充実の全5篇。どの作品も素晴らしい内容。

特に表代作「五年の梅」は、「これぞ武士!」という泣きの作品。映画化になってもおかしくない充実した作品です。侍同士の友情、男と女の愛情、武士社会の上下階級、忠誠心、清さ。全てが武士道そのもの。
最後の10ページは、読む場所を先にきちんと考え、バックグランドmusicに壮大なクラシック音楽を用意しておく事をお薦めする。

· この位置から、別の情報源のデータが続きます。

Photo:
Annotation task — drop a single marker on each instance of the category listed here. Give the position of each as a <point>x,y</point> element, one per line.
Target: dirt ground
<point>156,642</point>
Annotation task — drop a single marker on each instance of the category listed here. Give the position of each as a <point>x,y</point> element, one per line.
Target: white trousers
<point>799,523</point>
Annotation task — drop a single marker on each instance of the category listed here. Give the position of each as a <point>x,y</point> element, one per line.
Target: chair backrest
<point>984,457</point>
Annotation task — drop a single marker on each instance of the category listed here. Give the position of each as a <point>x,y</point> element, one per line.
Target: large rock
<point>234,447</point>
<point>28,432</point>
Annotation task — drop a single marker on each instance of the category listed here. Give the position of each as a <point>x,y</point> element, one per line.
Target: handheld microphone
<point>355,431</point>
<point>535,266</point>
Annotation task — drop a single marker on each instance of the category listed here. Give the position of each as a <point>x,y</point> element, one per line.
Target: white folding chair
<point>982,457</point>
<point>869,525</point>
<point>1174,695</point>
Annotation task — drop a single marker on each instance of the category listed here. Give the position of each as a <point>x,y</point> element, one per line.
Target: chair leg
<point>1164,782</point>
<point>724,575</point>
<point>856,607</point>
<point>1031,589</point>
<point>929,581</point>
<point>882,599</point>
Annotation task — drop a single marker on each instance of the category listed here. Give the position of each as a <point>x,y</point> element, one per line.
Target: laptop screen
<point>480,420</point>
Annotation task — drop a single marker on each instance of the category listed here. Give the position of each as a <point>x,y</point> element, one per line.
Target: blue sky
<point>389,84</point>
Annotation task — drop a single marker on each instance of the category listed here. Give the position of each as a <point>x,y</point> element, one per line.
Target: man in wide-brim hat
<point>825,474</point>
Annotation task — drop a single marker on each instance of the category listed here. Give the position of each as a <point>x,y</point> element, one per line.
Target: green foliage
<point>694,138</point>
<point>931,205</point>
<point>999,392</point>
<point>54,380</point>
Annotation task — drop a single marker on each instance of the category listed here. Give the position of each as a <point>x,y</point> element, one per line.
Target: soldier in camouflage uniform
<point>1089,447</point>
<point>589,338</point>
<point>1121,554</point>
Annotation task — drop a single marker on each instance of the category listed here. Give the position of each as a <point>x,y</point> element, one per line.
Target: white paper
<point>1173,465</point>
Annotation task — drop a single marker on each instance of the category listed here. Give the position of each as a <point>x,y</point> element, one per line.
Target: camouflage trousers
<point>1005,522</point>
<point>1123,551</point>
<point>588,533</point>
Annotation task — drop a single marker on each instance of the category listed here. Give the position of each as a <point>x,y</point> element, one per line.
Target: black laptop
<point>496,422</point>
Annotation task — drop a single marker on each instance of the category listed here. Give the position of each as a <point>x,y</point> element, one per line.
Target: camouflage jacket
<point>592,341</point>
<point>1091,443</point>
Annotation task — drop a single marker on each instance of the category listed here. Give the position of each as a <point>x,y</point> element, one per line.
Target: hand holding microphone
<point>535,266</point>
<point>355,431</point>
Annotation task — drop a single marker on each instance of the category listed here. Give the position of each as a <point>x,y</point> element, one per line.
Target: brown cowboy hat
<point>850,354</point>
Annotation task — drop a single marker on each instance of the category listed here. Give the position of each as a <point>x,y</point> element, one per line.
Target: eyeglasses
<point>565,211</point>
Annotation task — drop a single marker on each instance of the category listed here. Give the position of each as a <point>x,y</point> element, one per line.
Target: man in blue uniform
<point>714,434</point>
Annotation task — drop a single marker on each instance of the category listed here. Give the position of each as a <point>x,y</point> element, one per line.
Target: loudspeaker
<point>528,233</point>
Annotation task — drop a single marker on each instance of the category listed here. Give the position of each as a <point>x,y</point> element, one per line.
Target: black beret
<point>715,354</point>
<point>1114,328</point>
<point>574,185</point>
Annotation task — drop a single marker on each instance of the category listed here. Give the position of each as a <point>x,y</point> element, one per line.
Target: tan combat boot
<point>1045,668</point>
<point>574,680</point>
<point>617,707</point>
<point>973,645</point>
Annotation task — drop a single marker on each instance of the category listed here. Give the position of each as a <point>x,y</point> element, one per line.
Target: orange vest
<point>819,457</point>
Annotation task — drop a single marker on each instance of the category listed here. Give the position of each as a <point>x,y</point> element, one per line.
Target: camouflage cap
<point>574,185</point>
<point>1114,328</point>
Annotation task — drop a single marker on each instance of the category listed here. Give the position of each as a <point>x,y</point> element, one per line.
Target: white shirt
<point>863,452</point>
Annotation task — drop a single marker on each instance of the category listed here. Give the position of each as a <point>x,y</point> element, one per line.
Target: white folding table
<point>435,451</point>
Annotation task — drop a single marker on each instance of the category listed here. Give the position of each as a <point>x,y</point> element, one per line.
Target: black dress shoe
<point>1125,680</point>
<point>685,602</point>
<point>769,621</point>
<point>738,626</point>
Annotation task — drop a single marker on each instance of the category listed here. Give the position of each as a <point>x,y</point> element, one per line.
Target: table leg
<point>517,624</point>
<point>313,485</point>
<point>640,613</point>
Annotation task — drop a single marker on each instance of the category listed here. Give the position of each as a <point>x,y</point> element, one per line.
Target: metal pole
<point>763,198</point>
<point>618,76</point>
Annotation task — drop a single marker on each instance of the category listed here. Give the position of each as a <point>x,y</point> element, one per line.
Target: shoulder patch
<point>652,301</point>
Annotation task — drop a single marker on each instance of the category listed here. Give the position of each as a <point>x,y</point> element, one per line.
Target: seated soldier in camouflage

乙川作品の中でも、これを読んだら病み付きになってしまうこと間違いない、そんな作品です。
テンポよく楽しめる作品集

山本周五郎賞受賞作。

乙川さんの短編は背景描写がクドイため間延びした印象の作品が多いのだが、
この作品集はいずれもテンポが良く、とても読みやすい。
特に後半になるほど作品に引き込まれ、「小田原鰹」「蟹」「五年の梅」などは読み進むのが楽しかった。

ただ、この本の文庫版には注意点がある。
私が読んだのは第7刷だったが、巻末の川本三郎氏の解説は、解説ではなく「あらすじ説明」であり、
各編の事のいきさつから意外な結末まで、あますところなく見事にまとめられている。
「未読の読者のため詳細には触れず・・・」などという配慮はなされていないので、解説を先に読む方はご注意を。
心にしみる

人は、生きている。悩んだり、恨んだり、悲しんだり、喜んだりしながら。作者は、日常に生きる人々の心情を細やかに描いている。時代物でありながら、時代物だと感じさせない。そこには、今の時代にも共感できる人々の姿がある。いつの時代も大切なのは、人を思いやる心なのかもしれない。人が人を思う時、そこからまた新たな人生が始まる。作者はそのことを静かに語っている。
人生の転機…その後

 この短編集は、人生の大事件が終わった後を丁寧に描いている。このレビューで諸氏が述べている通り「小田原鰹」の、「その後」の描きぶりは感動的だ。「五年の梅」もまた、泣ける。人生のピークともいうべき大事件を起こした人物のその後を、作者は丁寧になぞっていく。その描きぶりが独自である。人生はまだまだ続いていく。見事に切腹したり、志を遂げて凶刃に倒れたりという、絵に描いたようなエンディングは、訪れない。確かに、多くの人生とは、そうしたものだ。
 最終的に再生を描きながら、諸手を揚げての再出発ではない。何かそこにホロ苦さを混じえている。この雑味が、乙川の真骨頂ではないだろうか。そこに味わい深さが生まれる。そういえば、直木賞受賞作の「生きる」も、そうだった.
元気をもらえる一冊

本著は五編を収めた短編集。 いずれも、それぞれに思い通りにならない日々の暮らしの中で、勇気をもって前向きに意を決する姿を描く。「人は変われるのだ」、「自分の心持ちが変われば、物事の見え方も変わるのだ」ということを伝えてくれる内容です。単純かもしれませんが、元気をもらえる一冊です。